Family law : divorce and division of property. (Russia)
I just discovered there is a divorce case against me in small claims court. The final hearing is scheduled for next Monday, but I just received the summons.
I realize my wife is using the small claims court to get the divorce and escape from dividing any property with me. She wants to keep it all.
Can anything be done to stop this proceeding and make her file in St. Petersburg? The grounds can include incorrect establishment of jurisdiction, faulty notice of service, or deliberate filing false address. I live in St. Petersburg. She lives in Moscow. The case filed in Voronezh.
I am US citizen. I have permanent registration in St. Petersburg. We married in Voronezh. I want to make sure our divorce also settles a division of property as all of the properties are in her name.
My translator is checking the court site every day. There was no information of this case on the site by yesterday.
This is a surprise. I never received any notice of the Voronezh filing from the court or from anyone. I was never served.
I know my wife is using the small claims court to get the divorce and escape from dividing any property with me. She wants to keep it all.
In a “division of property” can I claim, as sole and separate personal property, specific Real Estate purchased in Russia during the marriage since they were paid for with funds from the sale of my home in Pennsylvania that I owned before the marriage?
These properties are in the name of my wife, as I did not yet have temporary or permanent residency when purchased, and I was told non-residents of Russia could not own property.
Based on the special plenum of the Supreme Court of the Russian Federation, which considered complex issues in claims for divorce (№ 15 of November 5, 1998). At this plenum, the following clarifications were given: common joint property, although acquired during the marriage, but purchased with personal funds of each of the spouses, which belonged to him before marriage, is not common. And yet there will be no common “things for individual use, with the exception of Jewelry and other luxury items”.

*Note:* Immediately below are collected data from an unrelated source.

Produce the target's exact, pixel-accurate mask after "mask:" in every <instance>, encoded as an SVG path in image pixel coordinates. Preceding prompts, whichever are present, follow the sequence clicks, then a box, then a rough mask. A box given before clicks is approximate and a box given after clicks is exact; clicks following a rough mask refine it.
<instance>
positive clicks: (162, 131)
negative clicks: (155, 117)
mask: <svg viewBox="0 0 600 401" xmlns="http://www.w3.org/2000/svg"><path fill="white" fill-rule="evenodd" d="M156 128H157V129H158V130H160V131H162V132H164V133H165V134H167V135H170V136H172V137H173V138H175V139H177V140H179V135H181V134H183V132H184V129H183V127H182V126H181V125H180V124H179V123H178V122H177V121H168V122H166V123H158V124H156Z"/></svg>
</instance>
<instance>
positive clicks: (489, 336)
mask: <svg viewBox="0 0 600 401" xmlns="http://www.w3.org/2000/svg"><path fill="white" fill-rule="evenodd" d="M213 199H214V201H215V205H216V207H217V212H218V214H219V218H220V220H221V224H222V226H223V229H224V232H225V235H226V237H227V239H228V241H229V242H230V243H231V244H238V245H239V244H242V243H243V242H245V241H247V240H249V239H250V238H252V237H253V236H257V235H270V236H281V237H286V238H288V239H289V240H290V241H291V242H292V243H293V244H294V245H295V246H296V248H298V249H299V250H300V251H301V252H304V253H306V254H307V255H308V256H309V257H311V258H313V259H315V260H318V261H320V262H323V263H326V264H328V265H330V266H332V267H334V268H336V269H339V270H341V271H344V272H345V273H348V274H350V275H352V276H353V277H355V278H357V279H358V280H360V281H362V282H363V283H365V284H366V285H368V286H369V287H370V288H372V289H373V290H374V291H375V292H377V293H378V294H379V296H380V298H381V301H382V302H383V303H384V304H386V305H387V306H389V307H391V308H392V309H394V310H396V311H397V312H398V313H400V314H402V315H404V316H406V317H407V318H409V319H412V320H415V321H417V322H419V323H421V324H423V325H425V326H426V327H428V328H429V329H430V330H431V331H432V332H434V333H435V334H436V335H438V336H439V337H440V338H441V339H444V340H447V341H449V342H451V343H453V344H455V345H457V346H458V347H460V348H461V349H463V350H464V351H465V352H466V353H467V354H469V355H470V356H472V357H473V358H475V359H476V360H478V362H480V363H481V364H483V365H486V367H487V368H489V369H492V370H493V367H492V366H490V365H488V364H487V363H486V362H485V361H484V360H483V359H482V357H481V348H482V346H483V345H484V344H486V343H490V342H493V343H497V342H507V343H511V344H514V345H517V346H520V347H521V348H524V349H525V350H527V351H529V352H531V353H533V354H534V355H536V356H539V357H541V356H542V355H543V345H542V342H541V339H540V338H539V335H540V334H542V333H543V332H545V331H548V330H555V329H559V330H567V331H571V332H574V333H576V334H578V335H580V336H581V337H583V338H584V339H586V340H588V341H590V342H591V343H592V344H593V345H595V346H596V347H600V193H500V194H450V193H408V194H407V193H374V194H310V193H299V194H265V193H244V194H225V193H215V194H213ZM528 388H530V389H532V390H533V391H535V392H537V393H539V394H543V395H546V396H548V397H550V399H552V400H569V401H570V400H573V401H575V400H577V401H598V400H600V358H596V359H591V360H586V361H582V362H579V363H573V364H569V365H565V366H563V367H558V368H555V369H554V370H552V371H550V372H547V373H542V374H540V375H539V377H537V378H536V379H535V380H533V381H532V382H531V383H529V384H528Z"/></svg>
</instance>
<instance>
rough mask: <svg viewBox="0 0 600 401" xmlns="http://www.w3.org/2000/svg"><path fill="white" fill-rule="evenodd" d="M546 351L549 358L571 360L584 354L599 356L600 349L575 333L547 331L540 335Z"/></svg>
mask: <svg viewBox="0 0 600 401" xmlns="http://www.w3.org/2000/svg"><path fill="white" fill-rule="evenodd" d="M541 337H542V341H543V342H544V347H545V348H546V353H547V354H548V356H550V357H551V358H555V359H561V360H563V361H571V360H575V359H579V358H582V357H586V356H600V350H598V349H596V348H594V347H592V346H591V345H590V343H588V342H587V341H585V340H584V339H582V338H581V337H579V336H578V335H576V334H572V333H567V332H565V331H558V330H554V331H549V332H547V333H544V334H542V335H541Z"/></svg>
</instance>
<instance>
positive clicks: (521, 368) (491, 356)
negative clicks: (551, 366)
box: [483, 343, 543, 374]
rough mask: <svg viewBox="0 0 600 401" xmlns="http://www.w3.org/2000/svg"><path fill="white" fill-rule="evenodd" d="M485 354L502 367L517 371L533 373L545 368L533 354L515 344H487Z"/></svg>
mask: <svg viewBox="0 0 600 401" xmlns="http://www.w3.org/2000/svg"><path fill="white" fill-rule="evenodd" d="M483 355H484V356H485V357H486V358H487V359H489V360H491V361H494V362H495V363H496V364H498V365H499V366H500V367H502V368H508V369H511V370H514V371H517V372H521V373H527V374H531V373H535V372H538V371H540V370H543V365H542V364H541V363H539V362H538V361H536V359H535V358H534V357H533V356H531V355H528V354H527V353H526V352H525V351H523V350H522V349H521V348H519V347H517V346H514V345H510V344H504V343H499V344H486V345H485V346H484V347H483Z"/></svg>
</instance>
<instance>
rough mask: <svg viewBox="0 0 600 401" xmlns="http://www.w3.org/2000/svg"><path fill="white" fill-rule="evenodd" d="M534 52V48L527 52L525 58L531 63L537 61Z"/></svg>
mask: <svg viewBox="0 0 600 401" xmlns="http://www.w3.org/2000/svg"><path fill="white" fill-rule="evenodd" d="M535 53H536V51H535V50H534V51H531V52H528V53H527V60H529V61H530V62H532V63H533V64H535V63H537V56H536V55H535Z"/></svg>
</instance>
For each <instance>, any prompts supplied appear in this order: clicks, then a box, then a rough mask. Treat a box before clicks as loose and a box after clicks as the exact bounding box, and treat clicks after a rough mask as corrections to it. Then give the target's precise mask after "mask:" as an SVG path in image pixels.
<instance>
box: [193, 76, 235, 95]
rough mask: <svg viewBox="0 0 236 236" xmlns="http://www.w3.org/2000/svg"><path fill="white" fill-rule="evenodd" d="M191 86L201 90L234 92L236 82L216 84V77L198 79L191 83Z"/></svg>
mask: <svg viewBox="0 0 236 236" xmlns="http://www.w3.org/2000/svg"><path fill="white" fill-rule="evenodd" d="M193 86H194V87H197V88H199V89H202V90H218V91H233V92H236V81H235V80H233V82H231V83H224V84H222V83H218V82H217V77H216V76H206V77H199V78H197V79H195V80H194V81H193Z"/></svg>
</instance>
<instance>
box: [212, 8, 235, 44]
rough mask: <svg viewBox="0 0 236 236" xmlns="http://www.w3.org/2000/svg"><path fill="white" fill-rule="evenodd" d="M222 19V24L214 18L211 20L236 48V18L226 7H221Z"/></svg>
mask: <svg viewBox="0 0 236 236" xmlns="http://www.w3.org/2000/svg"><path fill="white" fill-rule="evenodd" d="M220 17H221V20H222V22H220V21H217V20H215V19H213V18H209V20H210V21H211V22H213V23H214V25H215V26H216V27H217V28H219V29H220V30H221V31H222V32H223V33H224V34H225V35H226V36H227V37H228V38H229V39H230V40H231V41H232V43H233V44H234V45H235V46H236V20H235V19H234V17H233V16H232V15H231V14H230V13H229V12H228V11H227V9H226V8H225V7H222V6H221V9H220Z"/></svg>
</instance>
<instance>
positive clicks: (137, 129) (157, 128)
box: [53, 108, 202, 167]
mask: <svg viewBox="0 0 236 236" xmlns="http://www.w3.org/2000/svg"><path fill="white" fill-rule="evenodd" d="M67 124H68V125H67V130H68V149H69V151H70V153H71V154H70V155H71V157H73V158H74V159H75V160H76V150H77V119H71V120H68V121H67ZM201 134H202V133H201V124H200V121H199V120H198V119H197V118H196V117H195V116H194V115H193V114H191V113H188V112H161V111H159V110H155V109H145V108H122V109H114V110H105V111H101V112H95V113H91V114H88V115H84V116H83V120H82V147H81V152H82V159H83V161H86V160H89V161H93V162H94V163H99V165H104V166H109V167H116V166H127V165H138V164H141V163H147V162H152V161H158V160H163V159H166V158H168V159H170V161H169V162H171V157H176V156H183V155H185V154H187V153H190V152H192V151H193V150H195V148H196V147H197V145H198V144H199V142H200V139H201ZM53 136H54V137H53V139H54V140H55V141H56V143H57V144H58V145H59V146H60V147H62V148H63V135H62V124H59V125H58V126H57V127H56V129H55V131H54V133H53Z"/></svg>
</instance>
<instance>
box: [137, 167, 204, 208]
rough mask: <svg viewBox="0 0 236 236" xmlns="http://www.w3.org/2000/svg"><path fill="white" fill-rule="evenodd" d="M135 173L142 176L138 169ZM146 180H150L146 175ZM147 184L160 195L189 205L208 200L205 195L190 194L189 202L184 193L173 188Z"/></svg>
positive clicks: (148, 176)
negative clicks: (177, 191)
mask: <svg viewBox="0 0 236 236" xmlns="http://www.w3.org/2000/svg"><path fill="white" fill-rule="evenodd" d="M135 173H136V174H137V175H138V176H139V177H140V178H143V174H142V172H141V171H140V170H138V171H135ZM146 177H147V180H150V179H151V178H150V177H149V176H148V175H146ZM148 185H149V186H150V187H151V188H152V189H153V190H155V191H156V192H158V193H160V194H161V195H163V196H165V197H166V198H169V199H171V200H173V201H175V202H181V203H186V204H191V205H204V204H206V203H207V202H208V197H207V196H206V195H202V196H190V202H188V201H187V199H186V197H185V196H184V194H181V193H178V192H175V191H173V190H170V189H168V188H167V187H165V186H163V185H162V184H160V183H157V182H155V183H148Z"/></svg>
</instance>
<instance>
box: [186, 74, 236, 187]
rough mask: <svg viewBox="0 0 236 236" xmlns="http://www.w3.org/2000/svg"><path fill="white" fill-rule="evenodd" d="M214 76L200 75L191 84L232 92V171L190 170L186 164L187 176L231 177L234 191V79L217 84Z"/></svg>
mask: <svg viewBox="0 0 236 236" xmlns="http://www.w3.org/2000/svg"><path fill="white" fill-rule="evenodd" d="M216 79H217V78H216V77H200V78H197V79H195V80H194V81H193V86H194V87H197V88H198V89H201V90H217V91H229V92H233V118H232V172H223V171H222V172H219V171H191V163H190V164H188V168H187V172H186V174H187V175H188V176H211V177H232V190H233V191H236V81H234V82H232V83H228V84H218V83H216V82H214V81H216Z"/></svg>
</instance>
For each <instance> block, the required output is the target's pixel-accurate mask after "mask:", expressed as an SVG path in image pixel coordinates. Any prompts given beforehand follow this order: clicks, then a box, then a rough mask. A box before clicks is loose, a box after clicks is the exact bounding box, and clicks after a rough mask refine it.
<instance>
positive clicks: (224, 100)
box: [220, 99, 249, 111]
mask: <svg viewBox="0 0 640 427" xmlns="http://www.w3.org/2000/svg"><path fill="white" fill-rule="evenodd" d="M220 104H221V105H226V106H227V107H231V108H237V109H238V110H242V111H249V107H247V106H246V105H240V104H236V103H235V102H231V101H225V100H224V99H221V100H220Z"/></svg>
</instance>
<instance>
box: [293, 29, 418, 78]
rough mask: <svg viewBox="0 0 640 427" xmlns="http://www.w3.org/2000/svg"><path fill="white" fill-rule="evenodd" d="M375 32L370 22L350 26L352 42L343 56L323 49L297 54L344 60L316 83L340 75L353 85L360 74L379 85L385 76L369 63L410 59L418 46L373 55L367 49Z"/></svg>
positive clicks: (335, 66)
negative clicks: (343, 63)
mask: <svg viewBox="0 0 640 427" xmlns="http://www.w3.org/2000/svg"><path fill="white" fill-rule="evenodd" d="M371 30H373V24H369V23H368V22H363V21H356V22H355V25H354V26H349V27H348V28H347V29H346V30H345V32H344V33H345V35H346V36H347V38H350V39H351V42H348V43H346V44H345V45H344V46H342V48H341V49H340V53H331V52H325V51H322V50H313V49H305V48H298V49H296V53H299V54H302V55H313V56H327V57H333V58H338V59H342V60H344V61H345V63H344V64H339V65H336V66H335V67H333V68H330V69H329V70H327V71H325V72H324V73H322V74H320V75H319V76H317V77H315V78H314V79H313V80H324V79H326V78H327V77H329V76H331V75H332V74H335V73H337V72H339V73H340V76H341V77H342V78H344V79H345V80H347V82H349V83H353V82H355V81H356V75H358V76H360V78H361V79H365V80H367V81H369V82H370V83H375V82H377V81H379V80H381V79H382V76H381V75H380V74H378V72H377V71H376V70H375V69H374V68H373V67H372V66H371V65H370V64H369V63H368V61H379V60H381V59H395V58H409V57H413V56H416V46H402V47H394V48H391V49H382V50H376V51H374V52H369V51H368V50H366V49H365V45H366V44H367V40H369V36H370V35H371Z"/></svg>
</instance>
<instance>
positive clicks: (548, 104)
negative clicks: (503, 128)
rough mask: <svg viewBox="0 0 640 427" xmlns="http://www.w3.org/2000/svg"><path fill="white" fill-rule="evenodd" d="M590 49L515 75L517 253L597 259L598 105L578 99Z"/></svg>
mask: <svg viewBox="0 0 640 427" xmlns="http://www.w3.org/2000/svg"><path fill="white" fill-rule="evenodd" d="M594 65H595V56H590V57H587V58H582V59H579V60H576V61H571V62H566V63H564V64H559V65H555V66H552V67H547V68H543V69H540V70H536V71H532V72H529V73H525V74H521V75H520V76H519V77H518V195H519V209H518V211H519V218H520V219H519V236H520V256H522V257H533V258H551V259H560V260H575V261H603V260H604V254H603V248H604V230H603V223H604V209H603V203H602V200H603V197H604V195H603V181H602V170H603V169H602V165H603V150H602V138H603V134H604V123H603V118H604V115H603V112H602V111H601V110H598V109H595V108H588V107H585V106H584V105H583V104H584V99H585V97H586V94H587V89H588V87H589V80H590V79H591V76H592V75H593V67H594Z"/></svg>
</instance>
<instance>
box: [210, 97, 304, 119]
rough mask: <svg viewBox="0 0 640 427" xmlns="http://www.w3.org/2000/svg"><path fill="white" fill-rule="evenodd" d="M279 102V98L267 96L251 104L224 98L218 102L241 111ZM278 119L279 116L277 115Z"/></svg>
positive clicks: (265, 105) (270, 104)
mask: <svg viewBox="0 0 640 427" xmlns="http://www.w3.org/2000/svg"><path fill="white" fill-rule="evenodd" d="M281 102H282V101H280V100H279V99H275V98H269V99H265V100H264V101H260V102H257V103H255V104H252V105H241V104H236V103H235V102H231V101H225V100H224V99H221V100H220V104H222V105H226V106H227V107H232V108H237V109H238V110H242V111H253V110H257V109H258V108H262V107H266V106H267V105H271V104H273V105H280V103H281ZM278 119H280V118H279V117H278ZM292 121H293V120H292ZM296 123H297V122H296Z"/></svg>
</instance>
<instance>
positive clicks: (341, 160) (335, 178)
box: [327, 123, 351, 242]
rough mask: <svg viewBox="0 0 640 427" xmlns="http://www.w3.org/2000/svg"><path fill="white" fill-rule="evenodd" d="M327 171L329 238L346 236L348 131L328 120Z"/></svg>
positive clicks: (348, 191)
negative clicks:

From all that has been said, the Supreme Court draws the following conclusion: a legally significant circumstance in deciding whether to classify property as common property of the spouses is what money it was bought with, personal or common, and under what transactions, paid, or gratuitous, one of the spouses acquired this property during the period of marriage. Property received by one of the spouses in marriage through gratuitous civil law transactions (this is inheritance, donation, privatization) is not the common property of the spouses. The acquisition of property during the period of marriage, but with funds owned by one of the spouses personally, also excludes such property from the common joint property regime.